Atomicity refers to the requirement that each attribute should hold a single, indivisible value in any given record. An atomic attribute cannot be logically split into smaller meaningful components. For example, storing a full name as FullName = "Anna Thompson" is less atomic than storing FirstName = "Anna" and LastName = "Thompson" in separate attributes. Atomicity is important because it enables more effective data manipulation, searching, sorting, and filtering. It also supports normalisation, particularly First Normal Form (1NF), which requires all attributes to be atomic. If an attribute contains multiple values (e.g. PhoneNumbers = "0123, 0456"), it becomes difficult to search or manipulate each value independently. This violates the principles of good relational design and can introduce redundancy and inconsistency. Designing attributes to be atomic ensures data remains well-structured, accessible, and scalable, especially as database complexity grows. It is a foundational principle of relational database systems and essential for integrity and performance.
Technically, the order in which attributes are defined in a relational database table has no impact on how data is stored or processed. The relational model treats data as unordered; it identifies data based on attribute names rather than their positions. However, from a practical and user experience perspective, attribute ordering can play a significant role. Placing the most commonly used attributes near the beginning of a table or interface can enhance readability and usability. It also makes forms, reports, and queries easier to manage. Logical grouping of related attributes, such as placing address fields together (Street, City, Postcode), supports clarity and maintainability. Additionally, consistent ordering across similar tables helps users and developers navigate schemas more easily. While databases do not rely on attribute order functionally, a well-considered layout improves design quality and user understanding. Therefore, thoughtful attribute ordering is encouraged, especially in environments where humans interact with the schema frequently.
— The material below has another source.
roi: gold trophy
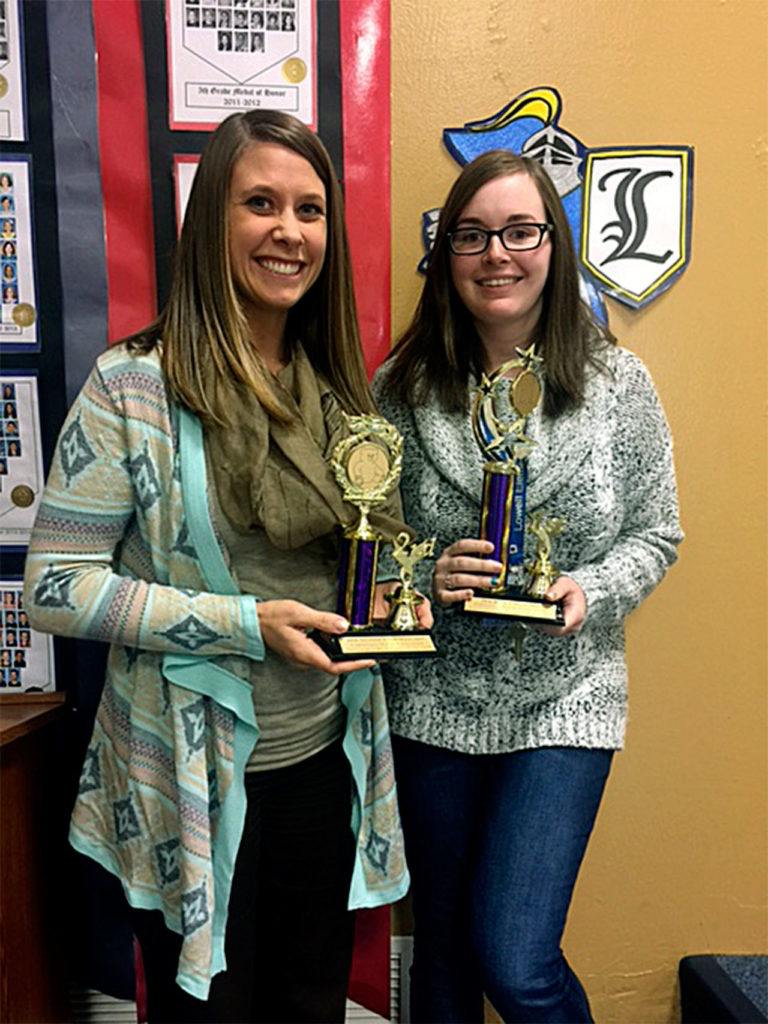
[311,416,437,662]
[463,345,565,626]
Default values are predefined values automatically assigned to an attribute when a new record is created, and no explicit value is provided. For example, in an Orders table, the OrderStatus attribute might have a default value of “Pending”. This feature ensures consistency and reduces the chance of NULL values where they are undesirable. Defaults are particularly useful for attributes where a common initial value makes sense across most records, such as CreatedDate being set to the current date, or a SubscriptionActive flag set to True. Using defaults simplifies data entry, improves data completeness, and supports business logic. However, care should be taken to ensure that default values are genuinely appropriate for most use cases. Assigning defaults where variability is high can result in misleading or incorrect data. It’s also crucial to distinguish between a default value and a genuinely missing (NULL) value. Thoughtful use of defaults enhances data quality and streamlines input workflows.